Ja, sie liegt gerade in den Bildern offen zu Tage, denen man sie nur auf
den ersten Blick nicht recht zutraut. Beinahe ins Lynch-Universum hinüber
spielt etwa die Ufo-Geschichte der Witwe Nirdlinger, die ungerührt fort-
und fortgesponnen wird bis zu einer Beinahe-Erlösung Cranes, die von
nicht sehr ferne an Fritz Langs Gehetzt erinnert. Selbst formale Spielereien
der großartigen, aber definitiv wahnsinnigen Sorte erlaubt sich Joel
Coen, in der metaphorischen Überblendung einer Radkappe, die erst in
wilder Kamerafahrt verfolgt, dann aber zum Ufo, dann zur Stirnlampe eines
Arztes wird. Oder die herrlichen Licht-Gitterstäbe, hinter denen
Riedenschneider seine juristische Heisenberg-Variante entwickelt.
Der Eindruck, dass es sich bei The Man Who Wasn't There um
ein bloßes Noir-Pastiche handelt, verflüchtigt sich so auf den
zweiten Blick.

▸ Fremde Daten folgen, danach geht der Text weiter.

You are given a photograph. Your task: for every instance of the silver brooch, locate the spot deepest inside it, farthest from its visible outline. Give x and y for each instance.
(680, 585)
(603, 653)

Die Coens erfüllen, beinahe mühelos, die Konventionen
und drehen sie dann stets eine Spirale weiter: der Anti-Held ist schweigsamer
und unbeteiligter als noch der traurigste Antiheld der Genre-Geschichte,
dazu nun ausgerechnet Friseur (der sich philosophische Gedanken über
das Wachstum der Haare macht). Der schmierige Geschäftsmann und
Betrüger Tolliver, der erpresste Kaufhausleiter Nirdlinger, seine Frau,
die gelegentlich auftretenden Detectives: alles reine Coen-Figuren, wie zuhause
im Pastiche des Klassischen. Mit The Man Who Wasn't There bringen
die Coens es fertig, einen Klassiker eines Genres zu drehen, der diesem
eigentlich nur scheinbar angehört. Sie erfüllen die Konvention
und führen sie ad absurdum, ohne sie zu brechen. Sie bleiben, wie in
allen ihren subversiven Anverwandlungen, sie selbst.